About this Event
This spring, we invited artists to respond to our Elders Project archive, which captures over 200 oral histories with Black, Asian, Caribbean, Indigenous, Hispanic/Latino/a/x, dual-heritage, and queer elders across the United States.
The commissioned artworks are on view at The Bishop Gallery in Brooklyn until our closing on August 31st between 3:00 and 6:00 PM.
The closing show will be feature a talk from Black Land Ownership, a grassroots organization founded by Christopher Banks Carr and Melissa Hunter Gurney to combat historical, systematic and institutionalized marginalization experienced by people of African descent. Black Land Ownership aims to centralize information, identify opportunities and empower Black people to purchase land—specifically in rural areas.

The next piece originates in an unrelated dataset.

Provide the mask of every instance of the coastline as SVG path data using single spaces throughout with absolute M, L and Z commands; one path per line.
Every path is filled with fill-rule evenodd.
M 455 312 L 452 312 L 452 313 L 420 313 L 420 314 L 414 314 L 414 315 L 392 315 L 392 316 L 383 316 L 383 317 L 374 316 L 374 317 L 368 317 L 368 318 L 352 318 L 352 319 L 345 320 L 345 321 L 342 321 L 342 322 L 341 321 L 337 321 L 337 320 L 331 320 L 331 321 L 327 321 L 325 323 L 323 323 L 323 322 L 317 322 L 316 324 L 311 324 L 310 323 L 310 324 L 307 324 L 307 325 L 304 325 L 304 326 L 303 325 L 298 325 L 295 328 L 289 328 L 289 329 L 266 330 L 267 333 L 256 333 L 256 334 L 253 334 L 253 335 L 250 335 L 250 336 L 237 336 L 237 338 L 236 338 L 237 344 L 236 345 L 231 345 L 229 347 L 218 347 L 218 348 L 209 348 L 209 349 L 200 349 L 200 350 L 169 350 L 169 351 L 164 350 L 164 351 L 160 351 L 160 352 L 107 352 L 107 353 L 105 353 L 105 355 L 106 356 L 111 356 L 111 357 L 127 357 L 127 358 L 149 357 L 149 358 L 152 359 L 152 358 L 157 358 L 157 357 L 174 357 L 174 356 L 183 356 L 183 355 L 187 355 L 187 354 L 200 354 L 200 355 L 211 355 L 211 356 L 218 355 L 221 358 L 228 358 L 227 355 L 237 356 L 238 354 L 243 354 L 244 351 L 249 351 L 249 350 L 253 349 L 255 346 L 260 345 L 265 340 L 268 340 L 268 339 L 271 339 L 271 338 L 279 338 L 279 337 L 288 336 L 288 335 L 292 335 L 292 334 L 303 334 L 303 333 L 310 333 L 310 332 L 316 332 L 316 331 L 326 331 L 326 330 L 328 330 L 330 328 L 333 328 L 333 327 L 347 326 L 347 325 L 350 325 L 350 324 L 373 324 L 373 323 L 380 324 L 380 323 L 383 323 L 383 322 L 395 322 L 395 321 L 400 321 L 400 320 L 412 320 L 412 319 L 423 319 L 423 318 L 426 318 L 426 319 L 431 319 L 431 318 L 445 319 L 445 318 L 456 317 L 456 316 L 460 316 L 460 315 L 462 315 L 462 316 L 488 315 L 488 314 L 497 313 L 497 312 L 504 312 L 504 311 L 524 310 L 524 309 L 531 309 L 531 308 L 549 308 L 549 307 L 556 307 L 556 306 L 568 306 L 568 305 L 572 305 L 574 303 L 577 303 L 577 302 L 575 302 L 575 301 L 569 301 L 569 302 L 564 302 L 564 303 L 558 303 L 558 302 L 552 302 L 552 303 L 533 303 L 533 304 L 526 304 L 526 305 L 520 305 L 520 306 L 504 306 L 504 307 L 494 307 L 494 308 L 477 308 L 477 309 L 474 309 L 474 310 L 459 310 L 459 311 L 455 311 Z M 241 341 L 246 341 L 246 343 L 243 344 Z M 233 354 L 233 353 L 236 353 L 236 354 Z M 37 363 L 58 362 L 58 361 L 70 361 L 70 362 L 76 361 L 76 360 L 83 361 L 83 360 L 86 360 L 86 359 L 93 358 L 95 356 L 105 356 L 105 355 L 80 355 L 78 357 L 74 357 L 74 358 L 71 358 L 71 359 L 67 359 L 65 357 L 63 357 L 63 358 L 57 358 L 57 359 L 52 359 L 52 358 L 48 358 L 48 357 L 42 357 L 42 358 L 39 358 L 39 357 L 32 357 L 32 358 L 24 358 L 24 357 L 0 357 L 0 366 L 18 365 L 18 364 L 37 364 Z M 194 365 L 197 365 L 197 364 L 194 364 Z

Place and land are central themes in the Elders Project oral history archive. In their interviews, elders discuss their connections to land and water, as well as their experiences with migration, gentrification, and urban renewal.
Chris Carr is also the founder of the Brooklyn Wildlife festival. On Saturday, Carr will engage collaborators Lyle Omolayo and Mercy Tullis-Bukhari in a hip hop and poetry performance.
About I See My Light Shining
The Bishop Gallery, in collaboration with Incite Institute at Columbia University, is pleased to announce the opening of "I See My Light Shining," an evocative exhibition inspired by Jacqueline Woodson’s oral history initiative of the same name. The exhibit opens on August 24th and will run through August 31st.
"I See My Light Shining" was originally developed as an oral history project aimed at capturing and preserving the stories of America’s elders, particularly those from Black and Brown communities. This initiative sought to address the broken historical traditions and untraceable beginnings that have shaped these lives, while also finding anchor points of communal tradition, history, and identity for the global majority.
In this unique collaboration, artists were invited to engage with the oral history archive through an interdisciplinary lens, reshaping these stories using their own languages, logic, and expressions. The result is an exhibition that presents these elders’ life histories as fluid and dynamic sites of power, now preserved and reimagined through artistic expression. The exhibit tethers oral transmissions and visual art, maintaining ancient practices of remembering and representation. It showcases the role of artists as historical interpreters, demonstrating that some memories cannot be merely read but require visual imagination for their full expression and sensemaking.
Like a swell of pride that fills, amplifies, and frees, the artists involved in "I See My Light Shining" have used various media to act as beacons to the project archive. Their works traverse the elders’ oral stories, addressing themes of movement, migration, lineage, and the creation and erasure of generational cultural knowledge. In doing so, the exhibition stretches time and place, connecting past and present experiences that have been interpolated into each other.
"I See My Light Shining" illustrates the power of engagement and the importance of preserving and reanimating the past to give it a new future. Visitors are invited to experience this profound interaction of history, memory, and artistic interpretation at The Bishop Gallery from August 24th to August 31st.